Windowing versus Random Sub-sampling

Of course, the intuitive arguments for the constant-time learning behavior of windowing could equally well apply to the decision tree learning method. However, the experimental evidence seems to show that in that case the learning time is at least linear in the number of examples. Why does windowing work better with rule learning algorithms than with decision tree learning algorithms?

To understand this behavior, let us take a closer look at the characteristics of windowing. Contrary to random sub-sampling, which will retain the distribution of examples of the original training set in the subsample, windowing purposefully tries to skew this example distribution by adding only examples that are misclassified by the current theory. As an example, consider the KRK illegality domain, where the task is to discriminate legal from illegal positions in a king-rook-king chess endgame, given features that compare the coordinates of two pieces and determine whether they are equal or adjacent, or whether one is between the others.

rule	examples	perc.
`A = C, B = D.`	4,096	1.563%
`C = E, D = F.`	4,032	1.538%
`adjacent(A,E), adjacent(B,F).`	30,072	11.472%
`C = E, A \= C.`	22,932	8.748%
`D = F, B \= D.`	22,932	8.748%
`C = E, not between(B,D,F).`	1,456	0.555%
`D = F, not between(A,C,E).`	1,456	0.555%

Table 1 shows the body of 7 rules that form a correct theory for illegal KRK positions in a first-order logic representation. The head of each rule is the literal illegal(A,B,C,D,E,F). Next to the rules we give the number of different positions that are covered by the rule, along with their percentage out of the total of 262,144 different examples. About a third of the positions are illegal.⁴ One can see that rules 3, 4, and 5 each cover more than 20,000 examples. They are usually easily found from small random samples of the dataset. On the other hand, rules 1 and 2, and in particular 6 and 7 cover a significantly smaller number of examples. In order to obtain enough examples for learning these rules, one has to take a much larger random sample of the data.⁵ This problem is closely related to the small disjuncts problem discussed by [34].

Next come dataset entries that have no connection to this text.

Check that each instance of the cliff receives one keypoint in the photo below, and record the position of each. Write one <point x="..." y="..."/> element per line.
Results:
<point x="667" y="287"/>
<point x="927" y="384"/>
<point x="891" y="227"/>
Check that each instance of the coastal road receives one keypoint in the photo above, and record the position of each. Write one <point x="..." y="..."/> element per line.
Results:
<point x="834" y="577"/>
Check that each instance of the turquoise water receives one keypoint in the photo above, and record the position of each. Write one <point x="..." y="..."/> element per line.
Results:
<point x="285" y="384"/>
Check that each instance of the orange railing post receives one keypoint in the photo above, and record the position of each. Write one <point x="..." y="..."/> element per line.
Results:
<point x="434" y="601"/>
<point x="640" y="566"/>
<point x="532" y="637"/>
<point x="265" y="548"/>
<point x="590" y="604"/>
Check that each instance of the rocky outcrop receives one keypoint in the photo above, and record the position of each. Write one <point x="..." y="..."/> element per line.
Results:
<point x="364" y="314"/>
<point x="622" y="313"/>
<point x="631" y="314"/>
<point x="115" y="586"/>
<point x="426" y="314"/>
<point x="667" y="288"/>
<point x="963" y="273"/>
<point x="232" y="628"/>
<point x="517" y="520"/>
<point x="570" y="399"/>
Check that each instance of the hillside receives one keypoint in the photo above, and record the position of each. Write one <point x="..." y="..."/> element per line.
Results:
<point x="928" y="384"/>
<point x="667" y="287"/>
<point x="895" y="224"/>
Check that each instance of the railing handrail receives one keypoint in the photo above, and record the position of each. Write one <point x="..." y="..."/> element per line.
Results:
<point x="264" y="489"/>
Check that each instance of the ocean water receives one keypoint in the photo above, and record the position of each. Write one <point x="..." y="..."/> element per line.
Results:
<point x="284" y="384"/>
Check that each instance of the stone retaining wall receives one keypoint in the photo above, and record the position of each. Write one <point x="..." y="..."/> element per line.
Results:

How does windowing deal with this situation? Recall that it starts with a small random subsample of the available training data, and successively adds examples that are misclassified by the previously learned theory to this window. By doing so it skews the distribution of examples in a way that increases the proportion of examples covered by rules that are hard to learn, thereby decreasing the proportion of examples covered by rules that are easy to learn. Thus for each individual rule in the target theory, windowing tries to identify a minimum number of examples from which the rule can be learned.